WASHINGTON (JTA) — The White House used the term “Jerusalem, Israel” in a live video feed of President Donald Trump’s visit to the city, a departure from the policies of past administrations.

The caption appeared on the video feed of Monday’s news conference at Israeli Prime Minister Benjamin Netanyahu’s residence. It came as Trump administration officials continue to differ over whether to describe the contested city as being part of Israel, and as Israeli officials urge the White House to move the U.S. Embassy from Tel Aviv to Jerusalem.

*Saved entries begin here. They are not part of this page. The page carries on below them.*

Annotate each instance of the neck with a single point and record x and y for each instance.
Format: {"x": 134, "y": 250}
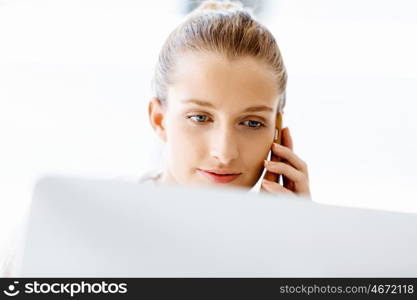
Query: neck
{"x": 166, "y": 178}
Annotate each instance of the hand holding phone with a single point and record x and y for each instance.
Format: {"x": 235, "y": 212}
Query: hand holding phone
{"x": 277, "y": 139}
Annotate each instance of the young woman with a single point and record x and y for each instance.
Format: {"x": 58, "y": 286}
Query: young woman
{"x": 219, "y": 85}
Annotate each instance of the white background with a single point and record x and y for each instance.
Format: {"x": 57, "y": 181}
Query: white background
{"x": 75, "y": 82}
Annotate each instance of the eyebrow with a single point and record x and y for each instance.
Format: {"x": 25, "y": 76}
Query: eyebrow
{"x": 249, "y": 109}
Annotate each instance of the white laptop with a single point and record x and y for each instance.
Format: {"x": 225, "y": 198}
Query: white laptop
{"x": 104, "y": 228}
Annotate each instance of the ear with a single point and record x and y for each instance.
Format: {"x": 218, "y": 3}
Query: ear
{"x": 157, "y": 113}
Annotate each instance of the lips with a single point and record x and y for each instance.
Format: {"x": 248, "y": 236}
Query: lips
{"x": 219, "y": 176}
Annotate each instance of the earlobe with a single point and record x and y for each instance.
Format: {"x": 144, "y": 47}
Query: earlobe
{"x": 156, "y": 115}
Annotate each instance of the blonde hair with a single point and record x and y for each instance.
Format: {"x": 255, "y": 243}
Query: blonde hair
{"x": 223, "y": 27}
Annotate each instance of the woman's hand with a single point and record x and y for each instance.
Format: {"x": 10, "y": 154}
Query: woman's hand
{"x": 293, "y": 169}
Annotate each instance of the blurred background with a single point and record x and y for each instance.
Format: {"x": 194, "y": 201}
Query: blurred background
{"x": 75, "y": 82}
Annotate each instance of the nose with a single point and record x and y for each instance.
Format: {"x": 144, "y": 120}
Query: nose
{"x": 224, "y": 146}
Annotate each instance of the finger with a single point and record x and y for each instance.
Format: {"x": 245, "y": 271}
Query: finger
{"x": 287, "y": 154}
{"x": 273, "y": 187}
{"x": 288, "y": 183}
{"x": 285, "y": 169}
{"x": 287, "y": 139}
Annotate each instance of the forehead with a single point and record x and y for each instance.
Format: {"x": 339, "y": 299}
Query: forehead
{"x": 213, "y": 77}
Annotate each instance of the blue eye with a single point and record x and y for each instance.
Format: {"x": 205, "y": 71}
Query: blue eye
{"x": 254, "y": 124}
{"x": 198, "y": 119}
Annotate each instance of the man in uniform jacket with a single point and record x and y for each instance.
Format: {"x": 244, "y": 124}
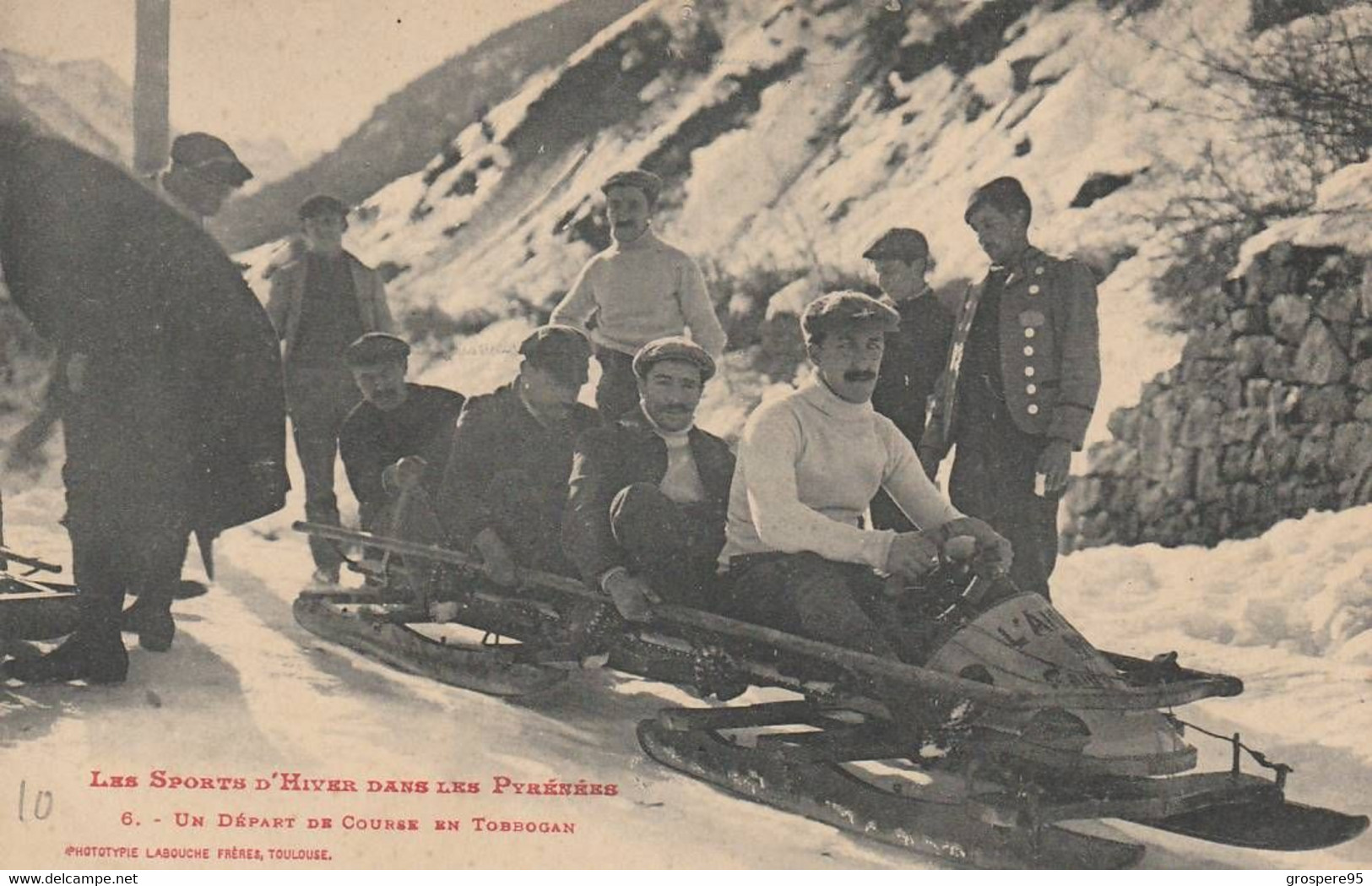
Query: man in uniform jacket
{"x": 505, "y": 483}
{"x": 645, "y": 514}
{"x": 395, "y": 420}
{"x": 915, "y": 353}
{"x": 171, "y": 404}
{"x": 1021, "y": 384}
{"x": 320, "y": 302}
{"x": 638, "y": 290}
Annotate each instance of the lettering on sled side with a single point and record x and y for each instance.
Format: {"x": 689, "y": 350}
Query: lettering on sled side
{"x": 1018, "y": 725}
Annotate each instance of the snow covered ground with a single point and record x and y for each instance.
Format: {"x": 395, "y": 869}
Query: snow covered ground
{"x": 247, "y": 693}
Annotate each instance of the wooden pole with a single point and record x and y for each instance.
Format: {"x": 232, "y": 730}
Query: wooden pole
{"x": 151, "y": 92}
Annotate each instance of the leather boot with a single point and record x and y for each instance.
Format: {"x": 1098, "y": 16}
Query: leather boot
{"x": 149, "y": 617}
{"x": 98, "y": 660}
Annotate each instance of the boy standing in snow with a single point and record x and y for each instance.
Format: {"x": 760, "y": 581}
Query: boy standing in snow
{"x": 640, "y": 290}
{"x": 320, "y": 302}
{"x": 1021, "y": 383}
{"x": 915, "y": 353}
{"x": 395, "y": 420}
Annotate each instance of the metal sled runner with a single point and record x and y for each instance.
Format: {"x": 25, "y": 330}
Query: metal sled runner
{"x": 1010, "y": 727}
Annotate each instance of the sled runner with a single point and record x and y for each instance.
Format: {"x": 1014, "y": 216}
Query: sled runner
{"x": 33, "y": 611}
{"x": 1010, "y": 726}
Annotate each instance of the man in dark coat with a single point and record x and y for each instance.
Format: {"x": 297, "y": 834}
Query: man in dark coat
{"x": 395, "y": 420}
{"x": 173, "y": 410}
{"x": 645, "y": 516}
{"x": 915, "y": 353}
{"x": 322, "y": 301}
{"x": 1021, "y": 384}
{"x": 505, "y": 485}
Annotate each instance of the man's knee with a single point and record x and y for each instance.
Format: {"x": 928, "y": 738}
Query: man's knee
{"x": 643, "y": 520}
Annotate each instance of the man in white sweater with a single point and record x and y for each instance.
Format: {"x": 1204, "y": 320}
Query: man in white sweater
{"x": 638, "y": 290}
{"x": 799, "y": 550}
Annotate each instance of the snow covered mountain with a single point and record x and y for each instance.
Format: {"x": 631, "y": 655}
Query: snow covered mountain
{"x": 412, "y": 125}
{"x": 790, "y": 133}
{"x": 84, "y": 101}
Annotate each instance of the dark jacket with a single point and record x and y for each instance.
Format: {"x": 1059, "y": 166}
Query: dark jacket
{"x": 608, "y": 459}
{"x": 1049, "y": 353}
{"x": 285, "y": 299}
{"x": 171, "y": 335}
{"x": 496, "y": 435}
{"x": 914, "y": 360}
{"x": 371, "y": 441}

The Obama administration at least twice – in 2011 and then again last year – corrected photo captions and datelines that had read “Jerusalem, Israel” to “Jerusalem,” reflecting longstanding executive branch policy that the city should not be described as being in any country until there is a final status agreement. (Congress recognized the city as Israel’s capital in 1995.)

The George W. Bush administration also routinely captioned photos and listed the city on schedules and in news releases as simply “Jerusalem.”

As a candidate, Trump pledged to move the embassy to Jerusalem, Israel’s capital, but since assuming the presidency he has retreated.

His administration has delivered mixed messages on the topic. His ambassador to Israel, David Friedman, has said he would prefer to be based in Jerusalem, and his ambassador to the United Nations, Nikki Haley, has said she regards the city as being in Israel. His secretary of state, Rex Tillerson, and his national security adviser, H.R. McMaster, when asked by reporters ahead of and during this week’s presidential Middle East tour, have both declined to say the city is in Israel.

Trump earlier Monday also appeared to split the difference: He visited the Western Wall in the Old City – in the city’s eastern sector, captured by Israel in 1967 – accompanied by Israeli government officials, including the rabbi of the wall. However, he would not agree to allow Netanyahu to accompany him.